If 76 percent of the Baltimore’s population was white in 1950, that would mean that about 725,000 white people lived in the city. By 2000, whites constituted 35 percent of the population. That would amount to about 228,000 people. Almost half a million whites left the city. Property taxes pay for schools; business and operations taxes and licensing fees pay for city government functions like police and fire departments, and trash collection.

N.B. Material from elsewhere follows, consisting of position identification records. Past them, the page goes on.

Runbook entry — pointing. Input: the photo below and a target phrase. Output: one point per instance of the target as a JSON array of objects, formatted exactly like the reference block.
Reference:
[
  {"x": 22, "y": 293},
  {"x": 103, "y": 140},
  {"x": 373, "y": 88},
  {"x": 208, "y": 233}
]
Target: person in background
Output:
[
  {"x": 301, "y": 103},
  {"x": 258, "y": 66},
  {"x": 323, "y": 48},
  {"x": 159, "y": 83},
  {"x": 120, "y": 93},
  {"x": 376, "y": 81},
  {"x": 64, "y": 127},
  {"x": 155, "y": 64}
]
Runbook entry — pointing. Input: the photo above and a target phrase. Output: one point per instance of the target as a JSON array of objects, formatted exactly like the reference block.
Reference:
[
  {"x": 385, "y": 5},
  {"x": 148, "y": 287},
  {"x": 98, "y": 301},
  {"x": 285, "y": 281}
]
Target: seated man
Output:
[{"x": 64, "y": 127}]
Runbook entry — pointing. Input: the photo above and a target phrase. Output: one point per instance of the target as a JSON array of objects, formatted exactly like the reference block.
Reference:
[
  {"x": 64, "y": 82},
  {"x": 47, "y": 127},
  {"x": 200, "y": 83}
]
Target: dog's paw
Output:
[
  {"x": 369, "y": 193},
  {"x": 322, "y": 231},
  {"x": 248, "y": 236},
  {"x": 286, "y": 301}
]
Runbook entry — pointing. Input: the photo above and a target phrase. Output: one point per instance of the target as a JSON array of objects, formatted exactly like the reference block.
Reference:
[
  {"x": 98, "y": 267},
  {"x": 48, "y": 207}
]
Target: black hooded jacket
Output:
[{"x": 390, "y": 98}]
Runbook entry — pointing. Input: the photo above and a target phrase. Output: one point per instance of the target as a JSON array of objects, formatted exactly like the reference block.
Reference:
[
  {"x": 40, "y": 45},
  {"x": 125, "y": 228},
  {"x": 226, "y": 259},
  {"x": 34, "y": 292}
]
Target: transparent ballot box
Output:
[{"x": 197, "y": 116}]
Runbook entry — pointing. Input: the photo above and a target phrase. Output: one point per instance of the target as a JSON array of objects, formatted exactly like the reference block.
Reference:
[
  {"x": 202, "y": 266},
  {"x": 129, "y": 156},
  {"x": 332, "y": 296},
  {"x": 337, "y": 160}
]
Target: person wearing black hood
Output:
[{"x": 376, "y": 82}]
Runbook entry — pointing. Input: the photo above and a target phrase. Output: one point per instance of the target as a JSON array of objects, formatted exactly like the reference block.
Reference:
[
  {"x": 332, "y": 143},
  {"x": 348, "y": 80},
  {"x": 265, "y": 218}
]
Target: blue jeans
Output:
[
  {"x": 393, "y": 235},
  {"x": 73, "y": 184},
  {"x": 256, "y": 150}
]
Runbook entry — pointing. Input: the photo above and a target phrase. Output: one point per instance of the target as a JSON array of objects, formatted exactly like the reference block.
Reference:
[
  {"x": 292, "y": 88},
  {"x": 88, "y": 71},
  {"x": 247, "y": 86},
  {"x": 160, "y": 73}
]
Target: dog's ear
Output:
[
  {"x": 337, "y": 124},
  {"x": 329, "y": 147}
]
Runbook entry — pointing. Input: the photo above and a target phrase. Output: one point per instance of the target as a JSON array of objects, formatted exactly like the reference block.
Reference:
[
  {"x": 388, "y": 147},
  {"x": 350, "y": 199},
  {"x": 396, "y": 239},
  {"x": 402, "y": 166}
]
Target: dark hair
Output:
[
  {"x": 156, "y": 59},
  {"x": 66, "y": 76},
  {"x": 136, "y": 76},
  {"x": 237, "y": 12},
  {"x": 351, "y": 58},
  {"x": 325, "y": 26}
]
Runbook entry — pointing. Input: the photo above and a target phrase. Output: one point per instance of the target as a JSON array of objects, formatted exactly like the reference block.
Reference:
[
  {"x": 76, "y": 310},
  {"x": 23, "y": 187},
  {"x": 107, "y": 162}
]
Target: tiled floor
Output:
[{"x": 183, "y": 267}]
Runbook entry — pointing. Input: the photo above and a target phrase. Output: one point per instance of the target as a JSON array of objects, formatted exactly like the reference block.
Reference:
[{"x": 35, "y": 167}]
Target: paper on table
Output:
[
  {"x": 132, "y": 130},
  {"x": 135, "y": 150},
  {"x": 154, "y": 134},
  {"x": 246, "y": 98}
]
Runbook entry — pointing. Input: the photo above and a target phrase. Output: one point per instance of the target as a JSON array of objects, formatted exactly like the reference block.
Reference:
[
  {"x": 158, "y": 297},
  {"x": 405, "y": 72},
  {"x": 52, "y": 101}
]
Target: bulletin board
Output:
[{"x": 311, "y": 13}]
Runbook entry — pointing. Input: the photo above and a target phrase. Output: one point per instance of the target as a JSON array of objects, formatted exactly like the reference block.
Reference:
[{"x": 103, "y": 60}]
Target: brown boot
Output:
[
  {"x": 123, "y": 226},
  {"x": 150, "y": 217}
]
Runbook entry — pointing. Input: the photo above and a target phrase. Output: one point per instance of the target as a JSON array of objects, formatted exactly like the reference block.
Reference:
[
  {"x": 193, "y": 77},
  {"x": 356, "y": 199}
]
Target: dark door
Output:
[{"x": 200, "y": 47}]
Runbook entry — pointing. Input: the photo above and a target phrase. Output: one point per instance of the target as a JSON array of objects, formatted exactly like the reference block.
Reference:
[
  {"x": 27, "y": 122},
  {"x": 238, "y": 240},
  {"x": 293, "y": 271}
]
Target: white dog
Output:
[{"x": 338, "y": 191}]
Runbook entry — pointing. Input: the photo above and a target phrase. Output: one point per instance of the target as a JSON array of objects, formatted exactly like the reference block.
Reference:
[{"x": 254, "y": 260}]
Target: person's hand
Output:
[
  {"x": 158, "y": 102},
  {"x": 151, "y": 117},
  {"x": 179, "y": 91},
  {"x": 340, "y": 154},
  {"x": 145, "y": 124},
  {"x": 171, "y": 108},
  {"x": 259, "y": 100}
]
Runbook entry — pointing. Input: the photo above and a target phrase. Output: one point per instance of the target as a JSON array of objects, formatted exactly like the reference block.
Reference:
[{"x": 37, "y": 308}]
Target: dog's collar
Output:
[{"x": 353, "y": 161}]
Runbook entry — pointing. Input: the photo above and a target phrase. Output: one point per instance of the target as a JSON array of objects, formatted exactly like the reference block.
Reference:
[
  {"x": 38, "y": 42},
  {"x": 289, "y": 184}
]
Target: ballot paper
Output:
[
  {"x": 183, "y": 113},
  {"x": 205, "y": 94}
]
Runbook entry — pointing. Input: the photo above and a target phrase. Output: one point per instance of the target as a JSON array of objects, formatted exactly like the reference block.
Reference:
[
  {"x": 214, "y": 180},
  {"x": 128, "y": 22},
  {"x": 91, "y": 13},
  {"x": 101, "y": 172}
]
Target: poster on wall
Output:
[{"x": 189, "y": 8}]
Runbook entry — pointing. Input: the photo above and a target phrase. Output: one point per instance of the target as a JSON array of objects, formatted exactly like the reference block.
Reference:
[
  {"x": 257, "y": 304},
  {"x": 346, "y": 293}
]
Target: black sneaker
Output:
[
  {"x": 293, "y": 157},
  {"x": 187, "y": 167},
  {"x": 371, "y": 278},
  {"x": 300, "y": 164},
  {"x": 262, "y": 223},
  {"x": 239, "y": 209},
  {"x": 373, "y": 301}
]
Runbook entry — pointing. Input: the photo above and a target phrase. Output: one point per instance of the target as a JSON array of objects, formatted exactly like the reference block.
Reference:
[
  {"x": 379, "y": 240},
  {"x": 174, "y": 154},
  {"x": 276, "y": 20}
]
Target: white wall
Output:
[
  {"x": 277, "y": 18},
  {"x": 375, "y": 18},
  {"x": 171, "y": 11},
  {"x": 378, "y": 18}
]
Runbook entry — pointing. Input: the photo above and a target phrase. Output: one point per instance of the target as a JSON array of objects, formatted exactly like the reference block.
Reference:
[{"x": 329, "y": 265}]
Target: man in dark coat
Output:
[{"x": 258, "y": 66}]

If the population was 950,000 in 1950 and half a million people left, then the city’s population should be about 450,000 people. However, the city’s 2000 population was actually 651,000 people. In all likelihood, the extra 200,000 people were African-Americans from farther South who moved North in hopes of finding greater opportunity. Need grew as resources shrank. Bitter must be their tears.

[1] Some racist actions are illegal. Racist belief, however, is not illegal and many racist actions are not illegal.

[2] See Mark Reutter, Making Steel: Sparrows Point and the Rise and Ruin of American Industrial Might (2005).